# Blogging Advice Needed



## libby (Feb 27, 2011)

I love blogging, and I love to read blogs! I'm in the process of checking out many of your blogs. 
I've blogged for several years, but just as a hobby, and now I'd like to start blogging about our experience as we are planning to start a homestead from scratch. This is something I would do anyway, since all of my family lives so far away (some of them overseas), and my friends and former employers have been asking me to do it so they can follow along. 
But I'd like to do it as more than just a hobby. I'd love to get some tips from you experienced Bloggers about how you profit from your blog, as that is totally uncharted territory to me. I don't need to live off it, but it seems to me that if I'm going to spend a lot of time doing something, I should get paid for it.  
Okay, deep breath- here's the link for my most recent foray into blogging, which is a blog about secondhand clothes. (And the newest post is about moving to this farm, which is incongruous, but I couldn't help myself.) I open myself up for constructive criticism, but mostly I want to know what I should do with the next blog.
Thanks in advance!

http://recyclestyle.wordpress.com/


----------



## katlupe (Nov 15, 2004)

libby said:


> I love blogging, and I love to read blogs! I'm in the process of checking out many of your blogs.
> I've blogged for several years, but just as a hobby, and now I'd like to start blogging about our experience as we are planning to start a homestead from scratch. This is something I would do anyway, since all of my family lives so far away (some of them overseas), and my friends and former employers have been asking me to do it so they can follow along.
> But I'd like to do it as more than just a hobby. I'd love to get some tips from you experienced Bloggers about how you profit from your blog, as that is totally uncharted territory to me. I don't need to live off it, but it seems to me that if I'm going to spend a lot of time doing something, I should get paid for it.
> Okay, deep breath- here's the link for my most recent foray into blogging, which is a blog about secondhand clothes. (And the newest post is about moving to this farm, which is incongruous, but I couldn't help myself.) I open myself up for constructive criticism, but mostly I want to know what I should do with the next blog.
> ...


 Libby, I visited your blog quickly as I may have to get off my computer, because I think a storm is on its way. But I liked it and what you wrote. I liked the ones with the photos the most. One thing that really improved my blog was when I bought a really good digital camera and started posting lots of photos. The other thing was joining The BlogFrog.

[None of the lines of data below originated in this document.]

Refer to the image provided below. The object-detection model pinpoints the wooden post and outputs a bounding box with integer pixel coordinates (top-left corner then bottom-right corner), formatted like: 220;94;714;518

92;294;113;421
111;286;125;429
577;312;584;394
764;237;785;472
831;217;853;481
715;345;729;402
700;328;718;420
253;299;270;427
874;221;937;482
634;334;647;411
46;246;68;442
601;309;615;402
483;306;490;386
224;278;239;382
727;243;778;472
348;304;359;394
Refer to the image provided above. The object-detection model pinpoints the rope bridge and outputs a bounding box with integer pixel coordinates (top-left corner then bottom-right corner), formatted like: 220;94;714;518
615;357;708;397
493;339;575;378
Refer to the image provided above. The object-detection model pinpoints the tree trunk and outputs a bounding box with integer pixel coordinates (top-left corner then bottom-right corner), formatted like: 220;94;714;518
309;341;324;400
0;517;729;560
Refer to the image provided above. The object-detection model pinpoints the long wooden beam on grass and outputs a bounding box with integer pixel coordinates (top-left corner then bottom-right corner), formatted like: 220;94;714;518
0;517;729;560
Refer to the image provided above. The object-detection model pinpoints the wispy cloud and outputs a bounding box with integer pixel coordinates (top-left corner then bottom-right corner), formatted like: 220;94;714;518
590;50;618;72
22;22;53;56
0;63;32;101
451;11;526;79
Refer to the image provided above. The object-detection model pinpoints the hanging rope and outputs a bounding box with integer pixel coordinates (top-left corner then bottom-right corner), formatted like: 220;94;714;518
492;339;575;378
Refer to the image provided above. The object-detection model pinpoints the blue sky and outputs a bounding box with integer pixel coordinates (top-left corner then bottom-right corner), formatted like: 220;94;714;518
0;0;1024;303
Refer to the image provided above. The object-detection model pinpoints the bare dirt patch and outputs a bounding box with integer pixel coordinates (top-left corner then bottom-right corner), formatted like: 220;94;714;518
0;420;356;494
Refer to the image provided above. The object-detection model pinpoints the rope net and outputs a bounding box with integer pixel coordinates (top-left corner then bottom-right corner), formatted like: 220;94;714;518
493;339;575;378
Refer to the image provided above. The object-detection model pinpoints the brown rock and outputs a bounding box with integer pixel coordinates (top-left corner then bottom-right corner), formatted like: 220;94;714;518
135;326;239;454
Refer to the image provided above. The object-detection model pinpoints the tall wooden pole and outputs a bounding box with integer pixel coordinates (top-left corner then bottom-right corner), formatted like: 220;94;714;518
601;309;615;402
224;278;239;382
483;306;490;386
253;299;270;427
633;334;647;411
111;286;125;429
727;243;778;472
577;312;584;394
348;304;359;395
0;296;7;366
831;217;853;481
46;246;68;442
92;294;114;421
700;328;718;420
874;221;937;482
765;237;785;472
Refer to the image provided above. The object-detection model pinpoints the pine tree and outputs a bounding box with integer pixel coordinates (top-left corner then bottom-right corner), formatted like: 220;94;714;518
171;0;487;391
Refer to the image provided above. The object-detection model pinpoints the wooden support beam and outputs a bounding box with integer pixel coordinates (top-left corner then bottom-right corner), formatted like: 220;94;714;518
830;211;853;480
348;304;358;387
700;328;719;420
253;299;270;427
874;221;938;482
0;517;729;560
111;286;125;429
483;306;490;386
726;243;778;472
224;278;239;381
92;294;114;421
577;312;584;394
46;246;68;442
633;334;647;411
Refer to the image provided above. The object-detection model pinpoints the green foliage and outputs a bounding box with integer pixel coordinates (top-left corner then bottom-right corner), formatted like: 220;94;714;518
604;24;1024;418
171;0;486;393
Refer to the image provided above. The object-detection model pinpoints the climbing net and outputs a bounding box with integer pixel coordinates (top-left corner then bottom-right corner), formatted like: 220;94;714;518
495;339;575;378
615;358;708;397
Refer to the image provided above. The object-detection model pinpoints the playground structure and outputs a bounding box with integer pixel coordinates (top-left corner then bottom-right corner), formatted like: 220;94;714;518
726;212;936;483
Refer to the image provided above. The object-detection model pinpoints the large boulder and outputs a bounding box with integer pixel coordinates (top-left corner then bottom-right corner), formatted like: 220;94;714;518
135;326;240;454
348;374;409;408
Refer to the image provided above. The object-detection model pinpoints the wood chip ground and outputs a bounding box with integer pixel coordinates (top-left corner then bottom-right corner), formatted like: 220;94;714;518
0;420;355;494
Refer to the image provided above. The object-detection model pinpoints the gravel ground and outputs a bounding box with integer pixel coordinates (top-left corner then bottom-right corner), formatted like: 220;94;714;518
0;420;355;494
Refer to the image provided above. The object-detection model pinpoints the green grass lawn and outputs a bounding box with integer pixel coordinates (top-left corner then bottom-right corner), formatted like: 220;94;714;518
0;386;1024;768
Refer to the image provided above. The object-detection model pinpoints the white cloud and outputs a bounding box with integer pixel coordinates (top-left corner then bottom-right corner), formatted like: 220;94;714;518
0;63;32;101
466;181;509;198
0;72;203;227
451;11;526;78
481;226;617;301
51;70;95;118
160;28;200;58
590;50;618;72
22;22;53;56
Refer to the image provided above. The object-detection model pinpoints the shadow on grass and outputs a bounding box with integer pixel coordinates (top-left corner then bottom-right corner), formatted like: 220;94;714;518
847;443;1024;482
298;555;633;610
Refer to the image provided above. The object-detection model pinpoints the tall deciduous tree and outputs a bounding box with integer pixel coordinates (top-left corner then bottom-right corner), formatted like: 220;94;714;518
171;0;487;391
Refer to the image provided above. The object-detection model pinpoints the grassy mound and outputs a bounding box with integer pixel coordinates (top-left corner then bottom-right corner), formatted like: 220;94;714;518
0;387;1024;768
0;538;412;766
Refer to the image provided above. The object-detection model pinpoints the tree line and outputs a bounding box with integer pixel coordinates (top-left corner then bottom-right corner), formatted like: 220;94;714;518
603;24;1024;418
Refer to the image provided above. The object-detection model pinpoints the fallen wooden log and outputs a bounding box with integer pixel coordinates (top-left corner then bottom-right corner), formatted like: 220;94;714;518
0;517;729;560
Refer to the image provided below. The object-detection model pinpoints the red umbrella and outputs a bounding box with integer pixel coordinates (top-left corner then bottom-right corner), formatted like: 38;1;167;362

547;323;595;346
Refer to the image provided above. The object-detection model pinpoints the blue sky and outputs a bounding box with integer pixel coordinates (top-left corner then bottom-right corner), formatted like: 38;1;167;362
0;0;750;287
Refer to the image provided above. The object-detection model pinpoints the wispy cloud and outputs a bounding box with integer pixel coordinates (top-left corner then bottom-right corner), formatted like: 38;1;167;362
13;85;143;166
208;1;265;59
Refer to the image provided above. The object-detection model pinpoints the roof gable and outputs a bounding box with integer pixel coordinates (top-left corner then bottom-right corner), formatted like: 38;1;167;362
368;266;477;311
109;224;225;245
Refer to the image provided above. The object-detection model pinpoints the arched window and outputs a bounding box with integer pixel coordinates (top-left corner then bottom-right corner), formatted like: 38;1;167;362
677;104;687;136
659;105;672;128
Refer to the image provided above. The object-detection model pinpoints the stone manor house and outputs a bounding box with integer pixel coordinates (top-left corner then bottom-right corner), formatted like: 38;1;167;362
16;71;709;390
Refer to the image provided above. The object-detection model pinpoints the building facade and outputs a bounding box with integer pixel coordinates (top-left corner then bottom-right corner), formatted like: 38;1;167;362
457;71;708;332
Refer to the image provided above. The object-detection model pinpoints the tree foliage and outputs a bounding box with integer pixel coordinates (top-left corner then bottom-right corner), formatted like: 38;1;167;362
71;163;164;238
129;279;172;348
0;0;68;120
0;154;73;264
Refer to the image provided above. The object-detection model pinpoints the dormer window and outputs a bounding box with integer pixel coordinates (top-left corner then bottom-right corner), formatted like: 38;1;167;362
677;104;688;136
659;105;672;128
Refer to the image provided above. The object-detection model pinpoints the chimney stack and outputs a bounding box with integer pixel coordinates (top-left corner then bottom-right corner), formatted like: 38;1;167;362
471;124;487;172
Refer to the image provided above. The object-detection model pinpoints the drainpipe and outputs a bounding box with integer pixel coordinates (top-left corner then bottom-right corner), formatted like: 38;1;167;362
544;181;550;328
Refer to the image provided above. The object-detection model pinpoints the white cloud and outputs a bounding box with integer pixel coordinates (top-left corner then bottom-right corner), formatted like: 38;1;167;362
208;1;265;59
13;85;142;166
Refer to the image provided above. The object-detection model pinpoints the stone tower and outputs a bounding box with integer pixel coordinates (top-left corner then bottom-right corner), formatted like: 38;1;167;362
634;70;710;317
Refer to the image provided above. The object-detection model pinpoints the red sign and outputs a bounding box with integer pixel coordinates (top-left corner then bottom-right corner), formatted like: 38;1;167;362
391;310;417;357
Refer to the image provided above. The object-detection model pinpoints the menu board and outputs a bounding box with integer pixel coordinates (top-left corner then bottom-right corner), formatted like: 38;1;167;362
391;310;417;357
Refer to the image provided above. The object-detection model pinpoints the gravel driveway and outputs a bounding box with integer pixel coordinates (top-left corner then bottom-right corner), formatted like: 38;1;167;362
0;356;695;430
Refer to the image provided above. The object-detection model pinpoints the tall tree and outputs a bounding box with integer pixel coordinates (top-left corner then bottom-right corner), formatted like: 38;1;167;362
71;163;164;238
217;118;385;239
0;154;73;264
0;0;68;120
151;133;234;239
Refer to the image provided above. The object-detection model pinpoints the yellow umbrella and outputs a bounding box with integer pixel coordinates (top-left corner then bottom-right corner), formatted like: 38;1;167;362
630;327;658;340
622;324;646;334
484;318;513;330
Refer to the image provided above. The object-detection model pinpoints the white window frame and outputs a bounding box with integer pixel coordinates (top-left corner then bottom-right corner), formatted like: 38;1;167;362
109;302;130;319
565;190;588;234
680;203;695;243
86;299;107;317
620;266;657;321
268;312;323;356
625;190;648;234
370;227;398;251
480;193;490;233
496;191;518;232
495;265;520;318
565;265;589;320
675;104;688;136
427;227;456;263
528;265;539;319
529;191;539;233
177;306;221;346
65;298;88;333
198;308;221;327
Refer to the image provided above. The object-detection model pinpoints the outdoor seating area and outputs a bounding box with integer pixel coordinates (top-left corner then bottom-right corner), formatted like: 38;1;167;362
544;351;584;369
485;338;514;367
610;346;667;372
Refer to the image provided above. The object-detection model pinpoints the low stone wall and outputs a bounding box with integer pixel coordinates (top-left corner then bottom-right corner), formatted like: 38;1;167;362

Go the thread here called Picking Up Extra Money From Your Blog
and read that. There was a lot of good info there. 

You can make money on your blog. But it takes patience, because you need time to develop it where advertisers want to put ads on it. It can be done in a short period. One thing is that you have to post as much as possible. Advertisers want bloggers who are current and have recent posts. There are a lot of companies who will provide you with products for giveaways and for reviews. Blogging is hot right now! I will check out your blog in the next day or so.


----------



## libby (Feb 27, 2011)

Thanks Kat! That thread was really helpful.
I've been checking out others' blogs and websites to get a sense of what folks are doing. Now what I need is a name!


----------



## katlupe (Nov 15, 2004)

libby,

How are you doing on this? If you need any help just post here. We have a good group of bloggers working together now.


----------